The girls put on identical pink ruffled skirts, pretty tops and sparkly shoes. Suddenly these two scruffy little tomboys blossomed into the most beautiful and ladylike little girls. They posed, they played and they laughed and laughed and laughed.
I haven’t got the pictures yet, but I know they will be beautiful.
So all-in-all it was a good way to celebrate without having to entertain 25 small girls and their 50 associated parents.
Social networking again helped me out on the birthday present front. Having expressed interest in a Barbie Bride at a friend’s house,her mom called to tell me about the best place to buy Barbie clothing.
Hint: It is not Toys R Us.
The Rosebank Market on a Sunday is home to a remarkable stall. An elderly man painstakingly designs and makes exquisite furniture for baby dolls and Barbie Dolls. His wife equally painstakingly designs and sews tiny clothes, sleeping bags, duvets and other necessities for small girls and their dolls.
For R300 I bought a wardrobe and 6 perfectly made little outfits, including a wedding dress. Unlike the cheap and nasty Toys R Us clothes, they don’t fall apart as soon as Barbie is dressed up and they cost a damn sight less.

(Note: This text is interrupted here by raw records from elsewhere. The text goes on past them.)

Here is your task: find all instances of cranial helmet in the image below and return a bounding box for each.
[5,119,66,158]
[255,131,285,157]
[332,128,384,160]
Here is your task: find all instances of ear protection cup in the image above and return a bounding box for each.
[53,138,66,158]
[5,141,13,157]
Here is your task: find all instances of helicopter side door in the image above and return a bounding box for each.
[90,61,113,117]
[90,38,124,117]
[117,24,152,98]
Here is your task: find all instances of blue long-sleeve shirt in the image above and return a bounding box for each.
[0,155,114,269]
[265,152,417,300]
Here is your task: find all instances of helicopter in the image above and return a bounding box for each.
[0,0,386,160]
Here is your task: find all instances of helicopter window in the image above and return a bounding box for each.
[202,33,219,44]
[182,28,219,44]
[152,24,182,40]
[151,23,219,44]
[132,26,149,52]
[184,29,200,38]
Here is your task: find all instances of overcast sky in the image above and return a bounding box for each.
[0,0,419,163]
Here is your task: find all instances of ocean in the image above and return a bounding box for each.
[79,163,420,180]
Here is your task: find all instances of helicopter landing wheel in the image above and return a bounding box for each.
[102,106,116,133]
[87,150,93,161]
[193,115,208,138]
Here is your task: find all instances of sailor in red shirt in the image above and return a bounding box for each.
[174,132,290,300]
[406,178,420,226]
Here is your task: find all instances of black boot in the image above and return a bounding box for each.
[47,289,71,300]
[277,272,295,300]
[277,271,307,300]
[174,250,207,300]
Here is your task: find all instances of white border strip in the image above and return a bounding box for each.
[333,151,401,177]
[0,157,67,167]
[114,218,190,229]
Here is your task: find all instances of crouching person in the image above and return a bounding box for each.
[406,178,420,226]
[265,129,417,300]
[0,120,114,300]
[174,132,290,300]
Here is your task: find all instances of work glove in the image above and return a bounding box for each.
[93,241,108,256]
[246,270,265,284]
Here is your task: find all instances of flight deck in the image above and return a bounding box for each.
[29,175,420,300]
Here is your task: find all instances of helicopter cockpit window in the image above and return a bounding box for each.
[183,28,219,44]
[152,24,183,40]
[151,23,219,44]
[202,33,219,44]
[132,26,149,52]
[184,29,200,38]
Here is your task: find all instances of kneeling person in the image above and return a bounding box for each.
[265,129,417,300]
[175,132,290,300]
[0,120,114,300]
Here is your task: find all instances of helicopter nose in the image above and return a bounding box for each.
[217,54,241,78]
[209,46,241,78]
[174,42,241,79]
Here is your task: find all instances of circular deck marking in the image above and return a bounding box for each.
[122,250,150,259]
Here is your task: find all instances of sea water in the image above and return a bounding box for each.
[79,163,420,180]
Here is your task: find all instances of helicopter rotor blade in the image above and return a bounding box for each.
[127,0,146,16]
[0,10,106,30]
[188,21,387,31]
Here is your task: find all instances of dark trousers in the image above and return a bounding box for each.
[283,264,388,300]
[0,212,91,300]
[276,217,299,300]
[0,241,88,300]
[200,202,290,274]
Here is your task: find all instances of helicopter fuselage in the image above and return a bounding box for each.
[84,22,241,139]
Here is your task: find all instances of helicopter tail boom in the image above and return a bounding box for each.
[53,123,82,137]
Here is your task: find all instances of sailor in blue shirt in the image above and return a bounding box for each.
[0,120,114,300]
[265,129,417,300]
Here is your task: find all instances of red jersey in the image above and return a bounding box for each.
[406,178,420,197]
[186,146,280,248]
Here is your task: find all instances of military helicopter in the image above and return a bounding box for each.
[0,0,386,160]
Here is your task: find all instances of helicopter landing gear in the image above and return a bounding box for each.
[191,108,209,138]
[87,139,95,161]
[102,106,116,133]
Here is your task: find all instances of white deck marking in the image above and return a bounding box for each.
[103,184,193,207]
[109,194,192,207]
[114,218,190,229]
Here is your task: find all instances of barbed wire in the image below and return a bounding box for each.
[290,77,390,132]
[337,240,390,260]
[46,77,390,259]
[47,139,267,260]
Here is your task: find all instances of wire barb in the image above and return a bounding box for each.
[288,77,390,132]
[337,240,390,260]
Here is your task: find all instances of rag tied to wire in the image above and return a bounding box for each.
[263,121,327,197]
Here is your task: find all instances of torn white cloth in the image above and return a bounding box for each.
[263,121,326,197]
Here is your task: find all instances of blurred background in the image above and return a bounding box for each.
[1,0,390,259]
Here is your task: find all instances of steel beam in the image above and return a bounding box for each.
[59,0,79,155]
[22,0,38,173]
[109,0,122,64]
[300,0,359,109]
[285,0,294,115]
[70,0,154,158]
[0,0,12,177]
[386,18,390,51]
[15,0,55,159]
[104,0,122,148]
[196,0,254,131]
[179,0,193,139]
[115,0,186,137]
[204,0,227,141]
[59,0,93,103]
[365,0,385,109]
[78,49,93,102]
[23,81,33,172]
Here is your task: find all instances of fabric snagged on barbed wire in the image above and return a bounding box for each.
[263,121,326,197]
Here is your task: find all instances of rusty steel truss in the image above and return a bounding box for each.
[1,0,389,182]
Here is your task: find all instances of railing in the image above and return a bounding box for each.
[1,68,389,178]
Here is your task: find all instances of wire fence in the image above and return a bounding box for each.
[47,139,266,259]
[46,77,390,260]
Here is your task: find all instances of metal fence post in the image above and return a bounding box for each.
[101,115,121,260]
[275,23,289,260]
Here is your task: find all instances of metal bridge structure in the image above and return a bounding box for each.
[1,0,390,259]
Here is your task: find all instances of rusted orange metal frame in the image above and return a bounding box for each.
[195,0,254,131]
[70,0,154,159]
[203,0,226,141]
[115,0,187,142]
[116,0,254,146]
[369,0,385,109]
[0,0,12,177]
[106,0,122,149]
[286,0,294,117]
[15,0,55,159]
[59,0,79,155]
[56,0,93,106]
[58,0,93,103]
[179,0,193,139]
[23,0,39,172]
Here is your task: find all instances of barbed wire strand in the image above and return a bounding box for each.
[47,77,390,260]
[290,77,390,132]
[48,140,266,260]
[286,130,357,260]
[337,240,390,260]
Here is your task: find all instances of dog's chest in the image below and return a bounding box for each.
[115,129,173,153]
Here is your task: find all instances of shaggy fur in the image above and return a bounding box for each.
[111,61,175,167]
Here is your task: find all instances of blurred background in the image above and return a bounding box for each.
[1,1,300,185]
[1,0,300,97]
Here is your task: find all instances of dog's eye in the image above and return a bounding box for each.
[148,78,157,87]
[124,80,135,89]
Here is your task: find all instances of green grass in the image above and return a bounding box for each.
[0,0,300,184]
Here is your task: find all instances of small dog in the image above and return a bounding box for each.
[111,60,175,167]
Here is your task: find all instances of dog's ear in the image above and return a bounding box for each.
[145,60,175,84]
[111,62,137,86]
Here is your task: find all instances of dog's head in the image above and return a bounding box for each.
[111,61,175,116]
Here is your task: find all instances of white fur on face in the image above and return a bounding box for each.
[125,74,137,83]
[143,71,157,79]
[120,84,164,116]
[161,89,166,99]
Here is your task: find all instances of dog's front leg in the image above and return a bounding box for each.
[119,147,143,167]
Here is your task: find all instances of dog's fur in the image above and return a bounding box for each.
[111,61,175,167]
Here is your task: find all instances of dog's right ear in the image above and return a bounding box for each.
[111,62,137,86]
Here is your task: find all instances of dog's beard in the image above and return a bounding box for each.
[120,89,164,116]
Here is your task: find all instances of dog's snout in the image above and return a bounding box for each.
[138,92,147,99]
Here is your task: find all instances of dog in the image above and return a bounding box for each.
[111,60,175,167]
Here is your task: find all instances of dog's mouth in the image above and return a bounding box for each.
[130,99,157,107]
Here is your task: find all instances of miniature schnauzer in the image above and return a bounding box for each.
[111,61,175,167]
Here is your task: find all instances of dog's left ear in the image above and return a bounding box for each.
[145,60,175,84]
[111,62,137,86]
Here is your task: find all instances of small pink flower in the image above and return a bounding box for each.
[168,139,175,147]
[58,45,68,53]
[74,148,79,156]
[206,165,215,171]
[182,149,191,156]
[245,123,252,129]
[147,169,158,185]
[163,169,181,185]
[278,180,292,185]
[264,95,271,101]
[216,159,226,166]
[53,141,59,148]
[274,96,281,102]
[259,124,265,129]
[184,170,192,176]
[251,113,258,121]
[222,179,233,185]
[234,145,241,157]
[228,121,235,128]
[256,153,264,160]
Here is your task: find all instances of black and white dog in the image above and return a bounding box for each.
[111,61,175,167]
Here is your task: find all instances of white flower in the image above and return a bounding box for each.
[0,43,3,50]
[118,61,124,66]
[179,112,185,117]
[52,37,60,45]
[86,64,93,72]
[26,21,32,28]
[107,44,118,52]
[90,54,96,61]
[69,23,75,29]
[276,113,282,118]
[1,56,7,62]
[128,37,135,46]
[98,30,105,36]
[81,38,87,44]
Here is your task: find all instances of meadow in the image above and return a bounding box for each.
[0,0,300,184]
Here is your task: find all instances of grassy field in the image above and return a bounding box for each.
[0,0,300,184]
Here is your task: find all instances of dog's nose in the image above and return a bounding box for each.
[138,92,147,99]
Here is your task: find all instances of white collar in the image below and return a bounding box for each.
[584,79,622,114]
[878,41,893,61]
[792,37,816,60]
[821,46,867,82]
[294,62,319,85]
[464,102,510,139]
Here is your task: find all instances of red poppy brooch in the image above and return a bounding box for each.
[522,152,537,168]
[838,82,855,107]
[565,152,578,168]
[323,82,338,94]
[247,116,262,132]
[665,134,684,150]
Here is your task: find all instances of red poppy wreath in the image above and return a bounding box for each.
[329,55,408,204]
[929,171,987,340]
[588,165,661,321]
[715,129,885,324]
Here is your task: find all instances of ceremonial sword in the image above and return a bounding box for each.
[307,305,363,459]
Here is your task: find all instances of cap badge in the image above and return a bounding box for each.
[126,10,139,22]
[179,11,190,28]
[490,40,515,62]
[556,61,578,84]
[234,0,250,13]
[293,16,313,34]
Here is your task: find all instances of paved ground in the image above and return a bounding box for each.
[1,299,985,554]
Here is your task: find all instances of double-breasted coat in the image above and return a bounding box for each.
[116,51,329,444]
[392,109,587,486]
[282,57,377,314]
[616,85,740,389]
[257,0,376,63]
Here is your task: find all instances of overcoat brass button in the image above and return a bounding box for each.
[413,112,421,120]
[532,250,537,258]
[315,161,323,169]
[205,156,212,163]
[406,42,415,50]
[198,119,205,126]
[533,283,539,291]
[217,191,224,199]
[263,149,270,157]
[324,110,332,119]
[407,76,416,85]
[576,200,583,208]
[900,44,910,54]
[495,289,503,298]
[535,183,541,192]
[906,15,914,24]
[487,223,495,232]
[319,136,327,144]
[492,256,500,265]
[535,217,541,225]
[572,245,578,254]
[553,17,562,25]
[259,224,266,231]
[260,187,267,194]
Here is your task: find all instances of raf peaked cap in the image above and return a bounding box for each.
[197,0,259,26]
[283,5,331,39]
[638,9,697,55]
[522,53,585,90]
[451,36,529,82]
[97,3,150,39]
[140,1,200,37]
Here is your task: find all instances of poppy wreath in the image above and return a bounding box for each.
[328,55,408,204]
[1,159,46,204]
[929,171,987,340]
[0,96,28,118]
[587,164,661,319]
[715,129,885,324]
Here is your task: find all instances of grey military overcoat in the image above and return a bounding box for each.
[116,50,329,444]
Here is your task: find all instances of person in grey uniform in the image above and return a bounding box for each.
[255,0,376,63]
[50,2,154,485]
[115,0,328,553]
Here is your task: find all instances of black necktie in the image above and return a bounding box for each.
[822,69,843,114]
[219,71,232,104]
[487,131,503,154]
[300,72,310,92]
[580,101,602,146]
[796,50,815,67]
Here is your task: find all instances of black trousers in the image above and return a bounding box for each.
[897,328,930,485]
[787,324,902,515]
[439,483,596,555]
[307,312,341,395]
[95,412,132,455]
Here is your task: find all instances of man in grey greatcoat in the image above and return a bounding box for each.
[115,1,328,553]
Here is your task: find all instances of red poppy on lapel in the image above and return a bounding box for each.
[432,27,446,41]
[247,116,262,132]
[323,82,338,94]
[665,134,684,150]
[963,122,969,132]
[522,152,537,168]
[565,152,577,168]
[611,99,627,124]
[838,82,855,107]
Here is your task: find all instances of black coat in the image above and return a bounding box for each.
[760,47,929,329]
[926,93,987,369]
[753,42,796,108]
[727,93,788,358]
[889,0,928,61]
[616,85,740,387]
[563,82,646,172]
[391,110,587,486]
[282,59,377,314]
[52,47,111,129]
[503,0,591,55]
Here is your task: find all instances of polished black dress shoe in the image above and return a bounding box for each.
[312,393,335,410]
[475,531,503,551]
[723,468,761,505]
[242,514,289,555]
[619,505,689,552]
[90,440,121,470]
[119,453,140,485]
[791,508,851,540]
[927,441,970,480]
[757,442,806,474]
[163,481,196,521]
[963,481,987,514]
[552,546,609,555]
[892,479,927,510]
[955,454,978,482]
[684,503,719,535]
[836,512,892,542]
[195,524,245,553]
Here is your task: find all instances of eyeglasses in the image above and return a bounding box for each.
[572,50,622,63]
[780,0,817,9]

I highly recommend him to every mother of a small child who balks at the idea of buying yet another Barbie. Lexi unwrapped her gifts this morning in total rapture.
I also got out of baking a million cupcakes by strolling into Mother Hubbard’s in the mall and purchasing for R70 a Happy Birthday cake for her school birthday ring.
Far less stressful.
This afternoon I will pick up little karate kid and take her out for ice-cream with sprinkles on.
And when we get home Lexi can model the pretty clothes purchased on her shopping experience with my  mom – from Zara no less!